Michigan anticipates $51.1M from Big Ten in 2018
Ann Arbor – Michigan’s athletic department projects an operating surplus of $2 million and will get a huge financial bump from the Big Ten’s conference distribution, according to the 2018 operating budget presented Thursday at the University of Michigan Regents meeting.
Noticeable in the released budget is the projected increase in Big Ten conference distribution. Michigan is expected to receive $51.1 million in 2018, a substantial increase from $36.3 million during the 2017 fiscal year, in large part because of the Big Ten’s new television contract.
“(We have) higher than anticipated conference distribution, higher than anticipated licensing revenue with the addition of Nike and Jordan Brand, who have been great partners of ours,” Manuel said Thursday while addressing the Regents. “Much of this ($2 million surplus) is the result of the new conference television agreement, and you’ll see that we do have an increase in debt service with the buildings we’re building on South campus.”
Manuel praised Big Ten commissioner Jim Delany and the conference athletic directors and presidents for the television contract.
“The amount of support that you see on the budget report really contributes to the success of our student-athletes in the classroom and on the field of play, so it is very, very helpful to us in terms of the impact on the budget,” Manuel said after the meeting, referring to the $51.1 million from the conference.
The budget projects operating revenues of $182.4 million and operating expenses of $180.4 million. Total operating expenses are projected to increase approximately 5 percent from the 2017 fiscal year, and included is a $4 million transfer to a deferred maintenance fund used to provide athletic facilities upkeep and rehab.

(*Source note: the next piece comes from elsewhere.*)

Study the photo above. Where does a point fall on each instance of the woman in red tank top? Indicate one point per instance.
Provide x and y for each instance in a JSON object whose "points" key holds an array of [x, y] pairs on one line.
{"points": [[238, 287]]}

Because of Michigan’s neutral-site season-opener vs. Florida at AT&T Stadium in Arlington, Texas, this fall, other revenues are projected to increase to $12.8 million in 2018 from $7 million last year.
Football spectator admissions will drop slightly to $43.1 million in 2018 from $48.9 million last year reflecting Michigan’s six-game home football schedule this fall compared to an eight-game schedule last year.
“We had a slight increase in non-student tickets,” Manuel said. “We have had tremendous support from our season-ticket holders and our donors, which also contribute greatly to what we do with our student-athletes and our programs. All in all, I’m very pleased at where we are. We continue to watch over costs and be good stewards of the funds.”